Au menu : bidonnages et amalgames. Sous la bannière du « complotisme » vu par Caroline Fourest on trouve en effet pêle-mêle identitaires d’extrême-droite, islamistes, et vrais militants anticolonialistes… curieux mélange qui permet à la journaliste de diaboliser ceux-ci en les associant à ceux-là… procédé malhonnête qui a fait l’objet de vives critiques, dont celle de Michel Collon mis directement en cause dans le documentaire. Sa haine profonde et viscérale de l’islam en fait une porte-parole naturelle des thèses anti-musulmanes auprès d’une certaine partie de la gauche française, ce qui lui a notamment valu en 2012 la palme du racisme aux Y’a Bon Awards.

De quoi Caroline Fourest est-elle le nom ?

Considérée comme un cerveau sain par ceux qui font l’opinion, Caroline Fourest ne manque pourtant pas de détracteurs, y compris dans son propre camp politique. Pour Esther Benbassa, sénatrice d’EELV, « c‘est un(e) stratège. Elle s’est placée du côté des islamophobes pour plaire à la fois à la droite et à une partie de la gauche au nom de la laïcité en jouant la Jeanne d’Arc au visage lisse qui va défendre les femmes contre les horribles musulmans. Ça lui a permis de grimper à toute vitesse les marches de la notoriété. » D’autres lui reprochent son inculture manifeste doublée d’une assurance à toute épreuve, comme Pierre-André Taguieff dont elle est pourtant très proche idéologiquement : « Elle n’est ni sociologue ni anthropologue ni historienne, ce qui ne l’empêche pas de parler de tout avec autorité et une certaine arrogance. »

Superficielle mais habile, politiquement proche de Manuel Valls dont elle soutient sans réserve les positions sur la « laïcité », Caroline Fourest incarne à elle seule la conversion totale et définitive de la « gauche » au sionisme et au mondialisme. Son parcours est celui de la bien-pensance de gauche qui a laissé tomber la défense des victimes du capitalisme – salariés pauvres, exclus sociaux et travailleurs immigrés – pour le pseudo-féminisme, le mariage gay et le soutien inconditionnel à Israël.

Son engagement anti-islam date précisément de 2003, première année des campagne anti-voile menées successivement par l’UMP et le PS, qui ont fait du musulman un bouc émissaire parfait, isolé, fragile et visible.

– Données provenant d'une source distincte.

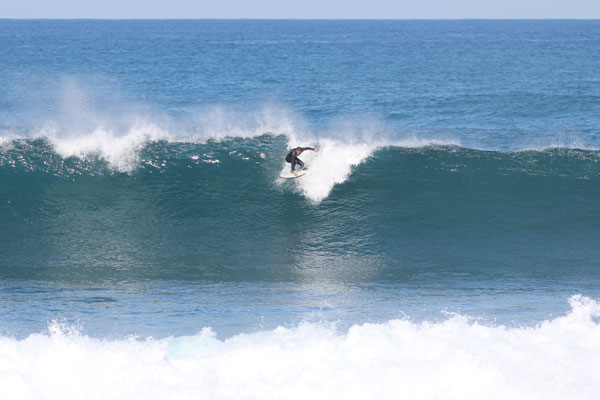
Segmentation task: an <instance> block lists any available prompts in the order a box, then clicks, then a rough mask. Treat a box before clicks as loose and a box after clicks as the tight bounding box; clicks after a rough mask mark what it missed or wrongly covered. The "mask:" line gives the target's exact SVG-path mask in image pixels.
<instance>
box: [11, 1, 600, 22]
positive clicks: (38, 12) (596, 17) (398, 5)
mask: <svg viewBox="0 0 600 400" xmlns="http://www.w3.org/2000/svg"><path fill="white" fill-rule="evenodd" d="M0 18H109V19H113V18H165V19H169V18H301V19H305V18H324V19H347V18H351V19H354V18H356V19H457V18H509V19H512V18H553V19H554V18H556V19H561V18H583V19H589V18H595V19H598V18H600V0H395V1H394V0H195V1H194V0H0Z"/></svg>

Comme tous les islamophobes, Caroline Fourest avance masquée, faisant passer son combat discriminatoire sous l’éternel alibi de la laïcité et du féminisme. En réalité, c’est toujours le deux poids/deux mesures : alors qu’on s’alarme d’une prétendue montée de l’antisémitisme dans les banlieues, que l’on stigmatise les défenseurs d’une vraie laïcité anticommunautariste, on soutient sans réserve Charlie Hebdo, passé du scato-gauchisme au néoconservatisme, dans l’affaire des caricatures. Le contraste dans le traitement des deux discriminations – antisémitisme et islamophobie – pourtant strictement symétriques, est frappante. Il met en lumière la nature du véritable engagement de Caroline Fourest – faire la promotion de la théorie du choc des civilisations et de la « montée du danger islamiste » pour masquer les vraies responsabilités dans les tensions sociales actuelles – faisant d’elle ni plus ni moins qu’une chienne de garde du système.

Nicolas Bourgoin est démographe, maître de conférences à l’université de Franche-Comté, membre du Laboratoire de sociologie et d’anthropologie de l’université de Franche-Comté (LASA-UFC). Dernier ouvrage paru : La Révolution sécuritaire, Éditions Champ social, 2013.